Cuando las reglas del juego son impuestas y tienen el carácter de obligatorias, los jóvenes forcejean contra esta normatividad. La socióloga está convencida de que siempre será mejor propiciar un diálogo saludable, aunque la sociedad aún no sea capaz de comprender las nuevas formas de ser joven.

Siempre habrá tensiones, porque en cada época los jóvenes usan diferentes recursos para afianzar su identidad. La búsqueda de esta identidad se manifiesta en la forma en cómo se visten, se peinan y en los colores que escogen para pintarse el cabello.

Especialista

“Los reglamentos se tornan muchas veces en instrumentos de castigo”.

Gonzálo Ordóñez
Docente de la Universidad Andina Simón Bolívar

Las primeras preguntas que deberíamos plantearnos es ¿quién juzga? y ¿con qué criterios se juzga? Si anteponemos un juicio religioso, se aclaran y se ocultan las cosas. La religión marca ciertos criterios de virtud que solo son operativos para cada institucionalidad religiosa y para nadie más.

La felicidad debe buscarla cada persona y si determinados patrones estéticos le hacen feliz, entonces ¿por qué prohibirlos?

El Estado no debería imponer a una persona lo que le hace feliz y menos si este sentimiento está relacionado con el control de su cuerpo. Esta sensación de felicidad no proviene de una idea ni del pensamiento sino del cuerpo, del organismo y esto se aplica cuando una persona elige tatuarse o cuando escoge seguir una carrera.

Cuando el Estado trata de intervenir en los cuerpos, impide la autorrealización. ¿Por qué deberíamos preguntarnos sobre lo que hacen los jóvenes con su cuerpo? Su ejercicio de la libertad está precisamente en eso. Si decido tatuarme o teñirme el cabello, la responsabilidad es con mi cuerpo, con nadie más.

Este tema también exige madurez para tomar ciertas decisiones que implican elementos de la convivencia. Hace poco vi en una revista las fotografías de unos niños que desfilan por una pasarela, mientras lucen algunos vestidos. Como se trata de su entrada al mundo del consumo, la sociedad no dice nada, pero sí “caen a palos” a quienes usan un piercing o se hacen un tatuaje. Este es un tema de derechos y libertades y se suele confundir la normativa institucional con el juzgamiento moral. Las tradicionales juntas de curso son parte del temor y del miedo que impone el mundo adulto al joven y a su entorno que le resulta desconocido.

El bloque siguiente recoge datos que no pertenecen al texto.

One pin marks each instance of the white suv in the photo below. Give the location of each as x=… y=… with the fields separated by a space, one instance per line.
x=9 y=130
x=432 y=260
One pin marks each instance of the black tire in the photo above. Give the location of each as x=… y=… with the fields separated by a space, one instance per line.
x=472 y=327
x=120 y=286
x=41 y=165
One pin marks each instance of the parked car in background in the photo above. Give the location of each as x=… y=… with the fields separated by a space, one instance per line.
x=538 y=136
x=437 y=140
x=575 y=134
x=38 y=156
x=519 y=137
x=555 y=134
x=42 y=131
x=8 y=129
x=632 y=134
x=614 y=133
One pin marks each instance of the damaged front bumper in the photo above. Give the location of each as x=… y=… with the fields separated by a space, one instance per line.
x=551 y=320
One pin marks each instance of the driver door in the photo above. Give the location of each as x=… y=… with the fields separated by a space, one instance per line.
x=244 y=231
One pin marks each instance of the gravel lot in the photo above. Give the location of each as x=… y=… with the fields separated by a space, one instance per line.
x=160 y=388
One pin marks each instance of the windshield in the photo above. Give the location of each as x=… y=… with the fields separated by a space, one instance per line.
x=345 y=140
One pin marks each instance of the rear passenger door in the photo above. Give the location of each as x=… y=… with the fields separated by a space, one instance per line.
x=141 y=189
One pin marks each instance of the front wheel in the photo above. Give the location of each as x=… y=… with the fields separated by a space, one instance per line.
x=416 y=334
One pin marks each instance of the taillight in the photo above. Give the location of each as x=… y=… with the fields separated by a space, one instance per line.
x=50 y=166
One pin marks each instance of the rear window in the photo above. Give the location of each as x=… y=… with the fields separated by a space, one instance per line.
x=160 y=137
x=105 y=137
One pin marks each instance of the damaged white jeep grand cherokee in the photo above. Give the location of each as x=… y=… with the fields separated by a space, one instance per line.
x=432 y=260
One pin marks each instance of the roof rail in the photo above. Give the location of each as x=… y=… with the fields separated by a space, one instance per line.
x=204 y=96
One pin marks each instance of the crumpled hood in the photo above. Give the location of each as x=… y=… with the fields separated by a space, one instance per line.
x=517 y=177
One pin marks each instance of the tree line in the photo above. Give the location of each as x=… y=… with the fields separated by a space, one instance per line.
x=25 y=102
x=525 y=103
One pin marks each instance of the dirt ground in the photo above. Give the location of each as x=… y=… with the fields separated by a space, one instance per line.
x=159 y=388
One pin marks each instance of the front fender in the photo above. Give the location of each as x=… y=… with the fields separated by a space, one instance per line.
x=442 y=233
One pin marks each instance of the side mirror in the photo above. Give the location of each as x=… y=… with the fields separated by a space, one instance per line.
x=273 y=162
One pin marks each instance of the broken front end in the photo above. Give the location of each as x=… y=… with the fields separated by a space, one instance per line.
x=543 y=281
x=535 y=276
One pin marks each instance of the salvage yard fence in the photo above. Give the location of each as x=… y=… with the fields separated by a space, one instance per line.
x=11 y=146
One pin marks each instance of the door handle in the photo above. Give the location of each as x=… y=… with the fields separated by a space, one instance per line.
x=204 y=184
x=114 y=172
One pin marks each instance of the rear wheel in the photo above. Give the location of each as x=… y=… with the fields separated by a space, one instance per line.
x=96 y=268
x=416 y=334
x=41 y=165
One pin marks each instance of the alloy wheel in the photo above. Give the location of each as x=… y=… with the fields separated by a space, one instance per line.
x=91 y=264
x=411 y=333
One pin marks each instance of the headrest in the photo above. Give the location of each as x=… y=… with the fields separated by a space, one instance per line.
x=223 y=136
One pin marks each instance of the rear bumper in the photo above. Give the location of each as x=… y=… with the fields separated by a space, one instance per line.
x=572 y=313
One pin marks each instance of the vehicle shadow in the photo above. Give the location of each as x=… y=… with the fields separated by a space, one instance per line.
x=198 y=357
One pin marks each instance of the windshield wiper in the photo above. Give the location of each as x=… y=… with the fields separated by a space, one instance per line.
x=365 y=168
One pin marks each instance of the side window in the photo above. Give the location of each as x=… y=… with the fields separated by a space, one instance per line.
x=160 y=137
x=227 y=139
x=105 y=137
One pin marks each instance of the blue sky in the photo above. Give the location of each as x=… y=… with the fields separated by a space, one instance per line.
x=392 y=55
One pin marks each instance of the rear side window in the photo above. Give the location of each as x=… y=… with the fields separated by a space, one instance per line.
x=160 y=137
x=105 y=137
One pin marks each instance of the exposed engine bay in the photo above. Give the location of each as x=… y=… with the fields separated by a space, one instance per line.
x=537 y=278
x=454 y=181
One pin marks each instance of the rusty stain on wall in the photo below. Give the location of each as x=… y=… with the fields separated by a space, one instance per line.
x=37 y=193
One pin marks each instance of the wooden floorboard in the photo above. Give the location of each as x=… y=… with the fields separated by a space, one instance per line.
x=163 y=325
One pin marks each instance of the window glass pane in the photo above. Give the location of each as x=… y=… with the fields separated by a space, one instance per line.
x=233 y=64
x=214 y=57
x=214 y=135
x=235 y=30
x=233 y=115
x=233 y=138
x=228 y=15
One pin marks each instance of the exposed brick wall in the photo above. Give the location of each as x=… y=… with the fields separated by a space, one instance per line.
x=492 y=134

Como las autoridades educativas no saben muchas veces lo que los estudiantes sienten, suelen preguntarle, desde el mundo ‘intelectual, ¿y qué crees tú sobre lo que estás haciendo? En ese contexto, los jóvenes también responden, pero desde su propia visión del mundo. De alguna manera, podríamos afirmar que los adultos envidian la libertad de esos cuerpos, la creatividad con la que se expresan y la seguridad que proyectan.

Por otro lado, los reglamentos se convierten en instrumentos de castigo. Me parece que es necesario promover en los establecimientos educativos, el concepto de compensación, porque cuando un estudiante, por ejemplo, agrede a un profesor, la expulsión se convierte en la única solución. Pocas veces existe una reflexión sobre ¿cómo se sintió el profesor y cómo compensó esa reacción?

No se promueve el reconocimiento de la existencia del otro, no hay empatía. Al reconocer al otro, podemos valorar sus formas de expresarse. Los colegios solo se han enfocado en normar el cuerpo que consideran extraño.

ELLOS Y ELLAS

*Los jóvenes habitan en un mundo complejo y cambiante. Muchos se organizan en espacios propios donde se acepta la diversidad de expresión y comunicación.

*En muchos casos, la estética de los jóvenes está enmarcada por la cultura del cuerpo, más allá de que en dicha estética se plasme o no la belleza.

*Una estética particular, según los sociólogos, representa una experiencia significativa que relaciona, visibiliza y proyecta.

*El discurso de la ‘normalidad’ configura un lienzo que cubre las diversidades que existen, generalizando a los jóvenes en función a determinadas características particulares, que excluye a quienes no cumplen con ellas.